Deputy Chief Justice Richard Butera disclosed that the court is grappling with a staggering 8000 pending cases, attributing the issue to a dire shortage of workforce.

Butera stated, "Currently, we are not even 15 as we are supposed to be according to the constitution. We are only twelve, and the two are unavailable which leaves us 10."

He emphasized the need for an increase in judicial personnel to effectively handle the rising caseload, adding,

"the work plan is that we have growth at every level, get 9 judges from the supreme court to 26, the court of appeal from the current 15 to 56, for the high court, from 81 to 156 so that we have magistrate grade 1 at every county, chief magistrate at every district, for the court of appeal we plan to have regional branches and once we achieve this, we shall serve the people."

Justice Butera urged both judicial officials and the public to explore alternative ways to resolve grievances, emphasizing the importance of addressing civil and criminal litigation efficiently.

The Arua circuit, scheduled for a two-day session, aims to handle a total of 31 criminal cases from various districts of Northern Uganda. The cases include 15 of murder, 3 of robbery, and 13 of defilement.

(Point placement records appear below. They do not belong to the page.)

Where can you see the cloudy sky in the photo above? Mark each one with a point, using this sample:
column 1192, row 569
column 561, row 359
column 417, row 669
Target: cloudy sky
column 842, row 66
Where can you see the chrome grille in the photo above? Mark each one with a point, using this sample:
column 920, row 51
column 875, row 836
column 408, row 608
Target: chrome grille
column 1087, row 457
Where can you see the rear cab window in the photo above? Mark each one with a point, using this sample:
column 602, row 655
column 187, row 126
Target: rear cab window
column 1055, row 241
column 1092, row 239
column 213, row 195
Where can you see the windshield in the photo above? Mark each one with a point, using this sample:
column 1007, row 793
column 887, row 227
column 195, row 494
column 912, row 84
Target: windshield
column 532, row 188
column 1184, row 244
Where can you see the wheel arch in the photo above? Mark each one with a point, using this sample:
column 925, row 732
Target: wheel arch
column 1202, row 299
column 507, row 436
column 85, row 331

A quorum of three justices, including Lady Justice Irene Mulyagonja, Wilfred Kiryabwire, and Lady Justice Eva Luswata, will preside over the session.

As the West Nile region grapples with this judicial challenge, stakeholders are calling for urgent attention to alleviate the strain on the justice system and ensure the timely resolution of cases.

The backlog not only affects the efficiency of the court but also impedes access to justice for those awaiting their day in court.